If the plan for a joint Iranian-Russian enrichment enterprise proceeds, and Iran ceases activities at Natanz, the ground will be cleared for a peaceful resolution of the dispute. However, if the Russian plan fails or if the Iranians continue operations, the risk of a crisis will grow. Should the Security Council vote to impose sanctions, Tehran might decide to withdraw from the NPT altogether (as some officials have threatened) and commence an even more ambitious enrichment effort. And should UN sanctions fail to prevent this, pressure from right-wing hawks in Washington for a military solution could prove irresistible in light of George W. Bush’s pledge to prevent the emergence of a nuclear-armed Iran.

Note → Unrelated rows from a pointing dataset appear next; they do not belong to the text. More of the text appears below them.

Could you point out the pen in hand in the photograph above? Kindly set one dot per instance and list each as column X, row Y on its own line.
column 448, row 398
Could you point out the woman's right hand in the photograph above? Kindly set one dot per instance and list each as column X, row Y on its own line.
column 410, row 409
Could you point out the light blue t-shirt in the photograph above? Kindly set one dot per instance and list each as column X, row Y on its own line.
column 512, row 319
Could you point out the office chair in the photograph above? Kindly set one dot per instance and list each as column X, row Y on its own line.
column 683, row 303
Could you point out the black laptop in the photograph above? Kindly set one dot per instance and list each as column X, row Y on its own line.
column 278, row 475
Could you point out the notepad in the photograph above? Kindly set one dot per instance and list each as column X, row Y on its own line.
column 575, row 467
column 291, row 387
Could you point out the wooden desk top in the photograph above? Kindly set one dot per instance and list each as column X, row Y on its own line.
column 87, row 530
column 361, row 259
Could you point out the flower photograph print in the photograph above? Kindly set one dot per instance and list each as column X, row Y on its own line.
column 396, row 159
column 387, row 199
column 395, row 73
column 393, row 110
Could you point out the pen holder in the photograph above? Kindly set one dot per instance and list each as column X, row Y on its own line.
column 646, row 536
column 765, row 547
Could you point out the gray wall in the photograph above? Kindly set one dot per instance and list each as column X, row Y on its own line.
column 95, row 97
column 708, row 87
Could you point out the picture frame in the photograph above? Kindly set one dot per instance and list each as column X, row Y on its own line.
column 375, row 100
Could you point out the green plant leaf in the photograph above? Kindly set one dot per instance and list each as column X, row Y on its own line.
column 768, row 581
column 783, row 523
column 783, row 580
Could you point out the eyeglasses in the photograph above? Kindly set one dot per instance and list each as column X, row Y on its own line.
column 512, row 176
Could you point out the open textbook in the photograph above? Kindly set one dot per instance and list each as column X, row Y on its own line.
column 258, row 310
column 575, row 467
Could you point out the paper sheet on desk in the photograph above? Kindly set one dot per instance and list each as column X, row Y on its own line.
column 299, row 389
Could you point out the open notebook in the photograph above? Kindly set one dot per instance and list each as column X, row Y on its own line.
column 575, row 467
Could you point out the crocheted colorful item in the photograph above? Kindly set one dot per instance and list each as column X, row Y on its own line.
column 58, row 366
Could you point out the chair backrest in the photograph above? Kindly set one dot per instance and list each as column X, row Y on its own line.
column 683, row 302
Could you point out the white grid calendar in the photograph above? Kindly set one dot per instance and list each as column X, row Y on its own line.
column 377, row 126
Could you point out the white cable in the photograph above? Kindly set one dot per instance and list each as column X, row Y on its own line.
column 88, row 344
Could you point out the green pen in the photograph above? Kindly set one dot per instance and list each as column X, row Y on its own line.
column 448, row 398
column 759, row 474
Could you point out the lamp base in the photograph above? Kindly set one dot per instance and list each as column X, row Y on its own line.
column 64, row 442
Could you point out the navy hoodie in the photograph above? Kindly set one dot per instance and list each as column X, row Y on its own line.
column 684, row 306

A unilateral US military strike on Iran would be illegal and imprudent. It would boost domestic support for the hard-line regime of President Ahmadinejad and invite harsh Iranian reprisals, such as a violent escalation of sectarian strife in Iraq (where Iran enjoys strong support among Shiite clerics) and attacks on Persian Gulf oil facilities. It is essential, then, to find a compromise.
Fortunately, a solution–the permanent, verifiable cessation of all military-related nuclear activities in Iran under terms acceptable to Tehran–is entirely conceivable. Presumably, such a solution would entail some form of continued Iranian enrichment research (whether in Russia or under tightly controlled conditions in Natanz) along with a US nonaggression pledge and trade concessions. This, in turn, could set the stage for a much-needed overhaul of the NPT and for talks leading to a nuclear-free Middle East and eventually the elimination of all nuclear munitions.
Standing in the way of such a solution are powerful political and emotional impulses on both sides. This is not just a dispute over interpreting the NPT (which could be resolved through technical and legal means); it is also a microcosm of the larger clash between the West and the Islamic world. Suspicion of and hostility toward Muslim countries appears to be growing in Washington–note the reaction in Congress to the idea of a Dubai-based company managing some US ports–and there is scant political will for a resolution of the crisis that might leave Tehran with a sense of vindication. Likewise, any US-dictated solution would be viewed in Iran as a humiliating defeat at the hands of “the Great Satan” and would enjoy little support. Finding a way to defuse the emotional and ideological fervor on both sides of the divide is, therefore, essential for resolving the crisis peacefully.
On the US side, this means accepting Iran as a legitimate negotiating partner and approaching the issues in a professional manner. Negotiating with Tehran doesn’t mean endorsing the clerical regime; it simply means being prepared to reach a compromise that’s in everyone’s best interest. It requires shunning all talk of “regime change” and any inclination to use force. Washington has already adopted such a stance toward North Korea; it must now approach Iran in the same manner. At the same time, Iran’s leaders have to hear from their friends in the international community, including Russia and China, that they must cease anti-Israel and anti-Jewish comments that justly provoke international outrage.
A peaceful resolution of the nuclear dispute with Iran is still possible–but only if leaders and citizen groups around the world work much harder to eliminate the obstacles to intelligent compromise.